Warner Chilcott PLC ('Warner Chilcott' or the 'Company') Statement Regarding Offer Discussions

    CRAIGAVON, Northern Ireland and ROCKAWAY, N.J., Oct. 25 /PRNewswire-
 FirstCall/ -- The Company notes the recent press comment in relation to the
 status of offer discussions.  The Company confirms that it has received an
 approach from a party concerning an offer for the Company at a price of 837p
 per Ordinary Share subject to certain pre-conditions.  Discussions with this
 party are ongoing.  As previously announced, two other parties have expressed
 interest in putting forward an offer for the Company.  Discussions with these
 parties are also continuing and the Company will make a further announcement
 as soon as possible. This statement is not made with the agreement or approval
 of any of the parties referred to in it as being in discussions with the
 Company. There can be no certainty that an offer will be put forward for the
 Company or as to the terms of any offer that may be made.
 
      Enquiries:
 
      Warner Chilcott PLC                Telephone +44 (0) 28 3836 3620
      John King
      Geoffrey Elliott
 
      Hoare Govett Limited (joint        Telephone +44 (0) 20 7678 8000
       financial adviser and
       corporate broker)
      Andrew Chapman
      Justin Jones
      Andrew Foster
 
      Greenhill & Co International LLP   Telephone +44 (0) 20 7440 0400
      (joint financial adviser)
      Simon Borrows
      Brian Cassin
 
      Financial Dynamics                 Telephone +44 (0) 20 7831 3113
      Andrew Dowler
 
     Hoare Govett Limited and Greenhill & Co. International LLP are acting for
 Warner Chilcott and no one else in connection with the possible offer and will
 not be responsible to any other person for providing the protections afforded
 to clients of Hoare Govett Limited or Greenhill & Co.
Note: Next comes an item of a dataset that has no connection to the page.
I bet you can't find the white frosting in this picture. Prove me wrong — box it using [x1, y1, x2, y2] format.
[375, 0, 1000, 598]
International LLP or for
 providing advice in relation as to any offer.
 
     Rule 8 notices
     Any person who, alone or acting together with any other person(s) pursuant
 to any agreement or any understanding (whether formal or informal) to acquire
 or control securities of Warner Chilcott PLC, owns or controls, or becomes the
 owner or controller, directly or indirectly, of one per cent or more of any
 class of securities of Warner Chilcott PLC, is generally required under the
 provisions of Rule 8 of The City Code on Takeovers and Mergers (the "Code") to
 notify a Regulatory Information Service (as specified in the Listing Rules of
 the UK Listing Authority) and the Panel on Takeovers and Mergers by no later
 than 12.00 noon (London time) on the business day following the date of the
 transaction of every dealing in such securities from 20 September 2004 until
 the first closing date of any offer or, if later, the date when any offer
 becomes or is declared unconditional as to acceptances or lapses (the "offer
 period").  Dealings by Warner Chilcott PLC and or by its "associates" (within
 the meaning of the Code) in any class of securities of Warner Chilcott PLC
 during the offer period must also be disclosed. Please consult your financial
 adviser immediately if you believe this Rule may be applicable to you.